Verify using an example that a(b+c) is not equal to ab+ac. (This means that addition does not distribute over the dot product.)
My solution: is this correct?
a(b+c)= ab+ac is ALWAYS true for whatever numbers you substitute
let a = 16
b = 3
and c = 5
so LHE = a/(a + b) = 16 / (3 + 5) = 16/8 = 2
and RHE = (a/b) + (a/c) = (16/3) + (16/5) ≠ 2
so a/(a + b) ≠ (a/b) + (a/c)
LHE = a + (bc) = 16 + 3 x 5 = 16 + 15 = 31
RHE = (a + b)(a + c) = (16 + 3)(16 + 5) = 19 x 21 ≠ 31
so a + (bc) ≠ (a + b)(a + c)
http://www.cliffsnotes.com/math/algebra/linear-algebra/matrix-algebra/operations-with-matrices
Your solution is not quite correct.
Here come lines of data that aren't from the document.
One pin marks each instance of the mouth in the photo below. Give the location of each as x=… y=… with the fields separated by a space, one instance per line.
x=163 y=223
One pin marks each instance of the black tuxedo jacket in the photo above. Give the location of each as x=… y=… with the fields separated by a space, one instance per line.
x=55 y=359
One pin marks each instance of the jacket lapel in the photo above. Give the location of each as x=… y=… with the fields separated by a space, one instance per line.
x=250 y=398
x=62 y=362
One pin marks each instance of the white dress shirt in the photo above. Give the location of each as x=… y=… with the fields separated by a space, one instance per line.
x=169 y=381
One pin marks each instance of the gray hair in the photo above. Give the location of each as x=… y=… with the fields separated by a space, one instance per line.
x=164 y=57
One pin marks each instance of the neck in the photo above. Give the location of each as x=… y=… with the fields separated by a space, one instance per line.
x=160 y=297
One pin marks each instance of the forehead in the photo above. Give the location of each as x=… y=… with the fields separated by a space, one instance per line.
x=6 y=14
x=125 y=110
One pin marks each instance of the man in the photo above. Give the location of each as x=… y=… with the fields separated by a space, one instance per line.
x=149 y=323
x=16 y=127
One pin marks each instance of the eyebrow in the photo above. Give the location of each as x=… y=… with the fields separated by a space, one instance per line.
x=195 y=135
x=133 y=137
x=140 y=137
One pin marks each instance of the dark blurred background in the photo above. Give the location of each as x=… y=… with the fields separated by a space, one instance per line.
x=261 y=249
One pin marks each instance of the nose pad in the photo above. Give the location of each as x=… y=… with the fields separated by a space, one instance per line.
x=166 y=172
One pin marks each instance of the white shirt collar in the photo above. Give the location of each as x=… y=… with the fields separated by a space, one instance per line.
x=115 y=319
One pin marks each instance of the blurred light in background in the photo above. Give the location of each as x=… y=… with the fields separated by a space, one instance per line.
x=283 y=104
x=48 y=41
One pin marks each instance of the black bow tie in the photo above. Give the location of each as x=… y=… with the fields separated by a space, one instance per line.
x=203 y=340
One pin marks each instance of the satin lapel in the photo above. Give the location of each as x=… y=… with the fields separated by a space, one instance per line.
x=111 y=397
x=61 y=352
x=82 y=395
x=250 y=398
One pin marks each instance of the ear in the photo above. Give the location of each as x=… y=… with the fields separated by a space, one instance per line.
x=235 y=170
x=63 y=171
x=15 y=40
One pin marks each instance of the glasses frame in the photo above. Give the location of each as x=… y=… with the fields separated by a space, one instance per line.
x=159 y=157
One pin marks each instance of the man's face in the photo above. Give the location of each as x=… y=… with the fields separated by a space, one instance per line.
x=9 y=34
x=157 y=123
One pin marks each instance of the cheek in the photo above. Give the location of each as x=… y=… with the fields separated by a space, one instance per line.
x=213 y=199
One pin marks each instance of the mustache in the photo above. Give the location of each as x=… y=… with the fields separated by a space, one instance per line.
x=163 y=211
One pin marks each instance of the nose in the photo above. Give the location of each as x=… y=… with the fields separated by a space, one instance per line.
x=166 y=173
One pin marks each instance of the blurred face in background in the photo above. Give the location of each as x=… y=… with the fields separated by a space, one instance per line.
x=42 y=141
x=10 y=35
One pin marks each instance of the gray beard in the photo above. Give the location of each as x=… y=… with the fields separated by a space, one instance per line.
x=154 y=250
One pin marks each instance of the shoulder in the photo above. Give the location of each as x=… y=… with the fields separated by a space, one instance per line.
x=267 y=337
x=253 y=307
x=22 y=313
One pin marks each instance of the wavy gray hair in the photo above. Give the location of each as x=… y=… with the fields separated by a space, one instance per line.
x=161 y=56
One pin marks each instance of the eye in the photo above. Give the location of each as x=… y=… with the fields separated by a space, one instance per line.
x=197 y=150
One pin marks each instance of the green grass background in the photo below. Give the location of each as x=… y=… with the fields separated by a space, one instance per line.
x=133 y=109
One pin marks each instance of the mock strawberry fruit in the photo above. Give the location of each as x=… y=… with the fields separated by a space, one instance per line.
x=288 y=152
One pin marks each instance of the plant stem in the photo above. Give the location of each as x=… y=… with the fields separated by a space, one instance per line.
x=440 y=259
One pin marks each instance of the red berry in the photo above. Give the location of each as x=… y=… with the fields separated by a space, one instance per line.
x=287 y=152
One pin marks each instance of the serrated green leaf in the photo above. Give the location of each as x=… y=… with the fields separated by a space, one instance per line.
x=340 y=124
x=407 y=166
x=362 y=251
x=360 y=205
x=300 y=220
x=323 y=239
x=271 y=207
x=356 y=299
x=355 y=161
Let me explain why.
To verify that a(b+c) is not equal to ab+ac, we need to show a counterexample, which means finding specific values for a, b, and c that make the statement false.
Let's take a = 2, b = 3, and c = 4.
Using these values, we have:
LHS = a(b+c) = 2(3+4) = 2(7) = 14.
RHS = ab + ac = (2*3) + (2*4) = 6 + 8 = 14.
In this case, the LHS is equal to the RHS, which means that a(b+c) is equal to ab+ac.
To show that a(b+c) is not always equal to ab+ac, we need to find another example where they are not equal.
Let's take a = 3, b = 2, and c = 5.
Using these values, we have:
LHS = a(b+c) = 3(2+5) = 3(7) = 21.
RHS = ab + ac = (3*2) + (3*5) = 6 + 15 = 21.
In this case, the LHS is equal to the RHS again, which means that a(b+c) is equal to ab+ac.
Based on these counterexamples, it appears that a(b+c) is indeed equal to ab+ac in all cases, indicating that addition does distribute over the dot product.